Parade’s treasure trove of trivia appeared as an insert in my Sunday paper—a welcome relief from the political sniping, job layoffs, and threatened tax increases we hear daily. The subject of how much other people get paid grabs our attention like an upended semi on the freeway or a newscast that the winning lottery ticket was purchased where we buy milk. Their pay gives an idea if we’re getting our fair share of the wealth in society.
Well, sorta …
Many suspect that the government/politicians/the welfare department/the boss ain’t treating them right. However, from the 62 fellow Americans mentioned in this report, we can learn the truth of this conspiracy against us. For example, a guy named Darryl made $75K in 1994 for making cat furniture (no lie) but today he gets a mere $55K—possibly a consequence of too much time in the sandbox? A sigh of relief as we compare our pay to that of Jeffrey, a body piercer, who earns $34K. Is that justice or what? He looks like a nice young man.
Next up is Rev. Laura, who made $35K as a Lutheran pastor 11 years ago. Now she makes $53K as just plain Laura, a “Laughter Ambassador.” I’m not sure how that equates with what you or I get as a house painter, owner of a pet shop, or meter reader but chances are she got a gig with GSA.
Let’s suppose you’re a teacher. Apples to apples. Doug made $18,700 some 30 years ago teaching on Bainbridge Island, WA; today, he’s drawing $42,000 in retirement pay. A fellow architect, Hai On, made $32,000 19 years ago in Anchorage but he moved to Hawaii “for the quality of life.” He’s making $10,500 now. They told us that might happen back in architecture school. Which brings me to my home state—Ricky Huddleston, from McAlester, made $103K as a rodeo cowboy 12 years ago. As you’d expect, he got busted up; today he’s supervisor on a road crew at half that amount. What he misses is the competition—“man against animal.” Thank you, but I’ll stay this side of the corral fence; I’ve been kicked, stepped on, and knocked down more times than I can count.
Time to get serious. Two things drew me to the Parade survey: one, to imagine the road not traveled—if I’d known I could’ve made a decent living, maybe I would’ve trained to be a firefighter (fire lieutenant $93,190), E-book author ($59,000), or archaeologist ($51,959).

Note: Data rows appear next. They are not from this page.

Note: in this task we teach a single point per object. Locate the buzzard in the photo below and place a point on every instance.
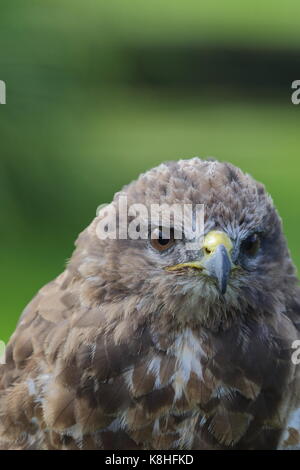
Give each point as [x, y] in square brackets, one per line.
[144, 344]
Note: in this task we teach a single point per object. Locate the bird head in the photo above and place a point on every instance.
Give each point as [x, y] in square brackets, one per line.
[239, 265]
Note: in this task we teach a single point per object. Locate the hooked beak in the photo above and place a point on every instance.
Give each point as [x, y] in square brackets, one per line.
[216, 261]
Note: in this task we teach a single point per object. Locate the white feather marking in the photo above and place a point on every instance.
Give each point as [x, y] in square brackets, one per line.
[31, 387]
[154, 366]
[188, 352]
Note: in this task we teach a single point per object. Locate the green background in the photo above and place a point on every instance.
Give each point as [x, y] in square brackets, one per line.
[98, 92]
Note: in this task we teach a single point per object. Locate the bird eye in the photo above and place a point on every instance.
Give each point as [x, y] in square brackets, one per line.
[250, 245]
[162, 242]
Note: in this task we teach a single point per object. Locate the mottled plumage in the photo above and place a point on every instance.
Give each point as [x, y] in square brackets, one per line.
[119, 353]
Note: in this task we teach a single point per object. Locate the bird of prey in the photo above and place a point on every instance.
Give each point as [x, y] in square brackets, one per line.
[144, 344]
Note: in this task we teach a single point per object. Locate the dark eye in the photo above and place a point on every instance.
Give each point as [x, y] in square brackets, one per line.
[250, 245]
[161, 241]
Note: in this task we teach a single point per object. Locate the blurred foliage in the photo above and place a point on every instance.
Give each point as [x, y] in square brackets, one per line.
[83, 117]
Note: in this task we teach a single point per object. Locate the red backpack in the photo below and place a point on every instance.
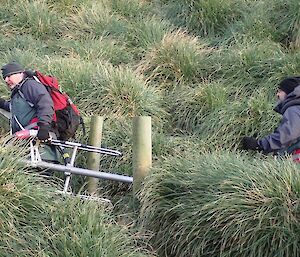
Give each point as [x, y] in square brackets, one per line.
[66, 114]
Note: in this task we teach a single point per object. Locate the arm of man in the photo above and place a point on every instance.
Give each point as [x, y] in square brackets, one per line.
[5, 105]
[287, 132]
[37, 94]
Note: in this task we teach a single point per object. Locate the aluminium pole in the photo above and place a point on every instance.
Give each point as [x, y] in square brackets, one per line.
[93, 162]
[141, 150]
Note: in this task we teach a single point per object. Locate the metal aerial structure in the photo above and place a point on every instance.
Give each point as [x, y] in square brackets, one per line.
[69, 167]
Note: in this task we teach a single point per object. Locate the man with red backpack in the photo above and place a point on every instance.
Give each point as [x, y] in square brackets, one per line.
[31, 105]
[286, 137]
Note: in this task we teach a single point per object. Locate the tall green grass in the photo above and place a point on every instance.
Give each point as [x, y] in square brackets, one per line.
[223, 128]
[188, 107]
[95, 20]
[35, 18]
[88, 229]
[221, 204]
[179, 57]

But the second reason is primary—as a writer and student of the human condition, I want to see what our culture values: $50,000,000 to Johnny Depp, an actor; $64,000 for a social worker in Fargo and half that for a teen counselor in Vermont; $150,000 for a plastic surgeon in Pittsburgh. Ronald made $31,000 as a chef 17 years ago but today he’s lost 200 pounds and makes $70,000 as a culinary instructor to at-risk kids in Baton Rouge. Job satisfaction is the paramount issue.
Throughout history, humans have valued others by their wealth or lack thereof. We’re no different today. The finely coifed individual wearing pinstripes and Guccis who hangs out with celebs gets front-row seats at Caesar’s Palace. With the new orchestrated envy of, and animosity toward the better-off, we can expect to hear more from the Occupy movement. The “1 percenters” are supposedly responsible for the current economic mess. But isn’t that too often an embarrassing symptom of our own longing, even obsession, for the perks and attention that wealth brings?

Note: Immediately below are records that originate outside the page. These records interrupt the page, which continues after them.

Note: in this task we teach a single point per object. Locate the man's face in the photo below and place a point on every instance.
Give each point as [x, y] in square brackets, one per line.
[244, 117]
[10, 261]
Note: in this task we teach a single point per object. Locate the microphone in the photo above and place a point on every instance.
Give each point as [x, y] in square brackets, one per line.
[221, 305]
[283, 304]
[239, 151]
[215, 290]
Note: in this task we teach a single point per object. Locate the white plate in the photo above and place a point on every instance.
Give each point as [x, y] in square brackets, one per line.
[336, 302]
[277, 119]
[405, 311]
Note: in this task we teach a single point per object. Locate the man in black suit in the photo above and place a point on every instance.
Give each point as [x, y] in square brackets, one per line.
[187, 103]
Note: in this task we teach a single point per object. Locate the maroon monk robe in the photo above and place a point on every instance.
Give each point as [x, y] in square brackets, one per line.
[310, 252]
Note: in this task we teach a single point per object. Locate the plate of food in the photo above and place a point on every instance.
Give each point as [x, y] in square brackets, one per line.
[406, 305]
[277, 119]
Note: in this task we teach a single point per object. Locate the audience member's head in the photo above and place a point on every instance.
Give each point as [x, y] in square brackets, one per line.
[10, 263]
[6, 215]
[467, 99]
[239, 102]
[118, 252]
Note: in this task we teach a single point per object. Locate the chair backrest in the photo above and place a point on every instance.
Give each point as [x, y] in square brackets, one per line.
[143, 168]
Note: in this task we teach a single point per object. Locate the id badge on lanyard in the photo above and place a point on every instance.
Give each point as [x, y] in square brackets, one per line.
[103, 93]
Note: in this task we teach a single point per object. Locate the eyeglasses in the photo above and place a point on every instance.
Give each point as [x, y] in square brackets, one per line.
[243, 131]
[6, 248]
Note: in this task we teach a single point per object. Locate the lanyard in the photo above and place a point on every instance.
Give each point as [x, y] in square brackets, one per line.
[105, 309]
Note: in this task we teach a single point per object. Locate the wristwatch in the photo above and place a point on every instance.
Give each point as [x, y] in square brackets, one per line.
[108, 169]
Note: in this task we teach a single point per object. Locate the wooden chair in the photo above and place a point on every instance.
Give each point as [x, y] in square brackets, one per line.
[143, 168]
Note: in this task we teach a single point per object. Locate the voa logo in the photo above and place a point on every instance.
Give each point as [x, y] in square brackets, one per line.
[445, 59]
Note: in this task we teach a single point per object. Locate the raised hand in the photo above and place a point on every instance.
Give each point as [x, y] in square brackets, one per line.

Jesus exhorted us to have a humble recognition of who we are, reconciling our expectations with the will of God. Satisfaction with our lot in life comes not from what we possess but with what possesses us. David, the shepherd king, gave us these words:
Bless the Lord, O my soul; and all that is within me, bless His holy name … forget none of his benefits … who crowns you with lovingkindness and compassion; who satisfies your years with good things, so that your youth is renewed like the eagle.